Wednesday, October 2, 2024

Recent Trends in Unemployment

First, the downtrend of unemployment after the financial crisis and the 2008-09 recession:

The gray line shows the rate of unemployment since January 2007. On today's graphs, the gray shows the FRED data from

https://fred.stlouisfed.org/series/UNRATE

The blue line on this graph shows that data for the Obama years, beginning about when the unemployment rate started falling. The red line, here a "linear" or straight-line trend, was calculated by Excel from the data indicated in blue on the graph. (For both graphs today, the blue line indicates the data Excel used to calculate the trend line.)

The change in unemployment, from  more or less above the trend line in 2012-2013 to more or less below the trend line in 2014-2015, is probably an indication that the economy was at last starting to do better by 2014. The change in the blue line to mostly horizontal in 2016, was due to other changes in the economy. Off the top of my head I'd say the Federal Reserve, increasing interest rates in late 2015 and after was the  cause of that relative-to-trend increase. (The Fed kept the interest rate at zero from late 2008 until December 2015.)


Not a linear trend, this time.

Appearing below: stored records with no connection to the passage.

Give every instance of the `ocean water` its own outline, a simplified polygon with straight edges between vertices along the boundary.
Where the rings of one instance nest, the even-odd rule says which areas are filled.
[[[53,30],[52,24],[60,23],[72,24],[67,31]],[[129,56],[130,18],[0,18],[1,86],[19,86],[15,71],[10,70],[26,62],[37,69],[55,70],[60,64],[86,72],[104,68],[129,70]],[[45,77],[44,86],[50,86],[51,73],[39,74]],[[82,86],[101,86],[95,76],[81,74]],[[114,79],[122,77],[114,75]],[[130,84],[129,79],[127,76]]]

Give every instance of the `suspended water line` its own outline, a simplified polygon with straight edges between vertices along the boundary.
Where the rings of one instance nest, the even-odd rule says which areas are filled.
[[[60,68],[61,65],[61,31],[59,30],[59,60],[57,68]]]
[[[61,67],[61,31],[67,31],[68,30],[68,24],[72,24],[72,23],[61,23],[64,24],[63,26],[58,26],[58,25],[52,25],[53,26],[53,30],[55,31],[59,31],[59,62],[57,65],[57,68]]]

Excel calls this one a second order polynomial.

I find it interesting that this Trump-years-sans-Covid trend line fits so well with the Obama-years data back to 2013 or before -- and also runs close to the gray data since early 2022. This suggests to me that, Covid shock aside, the rate of unemployment was all very much part of a pattern that had little or nothing to do with Donald Trump.

I note that the monthly unemployment rate hung in there at 3.6 percent from October 2019 to January 2020, then fell to 3.5 percent before skyrocketing in March as Covid made itself known. I figure the Covid shock to unemployment came to an end in March 2022 when unemployment again reached 3.6 percent.

That same month, March 2022, also happens to be when the Fed started raising the interest rate to fight the inflation that Jerome Powell had warned us about a year before, in March 2021. So it looks like the Fed was waiting for employment to get back to normal before they started raising interest rates. And in fact that is what they said they would do. In the transcript of the March 17, 2021 press conference, Powell said:

With regard to interest rates, we continue to expect it will be appropriate to maintain the current 0 to ¼ percent target range for the federal funds rate until labor market conditions have reached levels consistent with the Committee’s assessment of maximum employment...

(My bold.) But I'm not sure that decision was sound. Inflation went absolutely crazy between March 2021 and March 2022, while interest rates remained at zero. I think the Fed's "decision" was an excuse that Powell used because Trump had manipulated the Fed into agreeing to delay interest rate increases for a year, to let inflation go up to make Biden look bad. You know, election interference.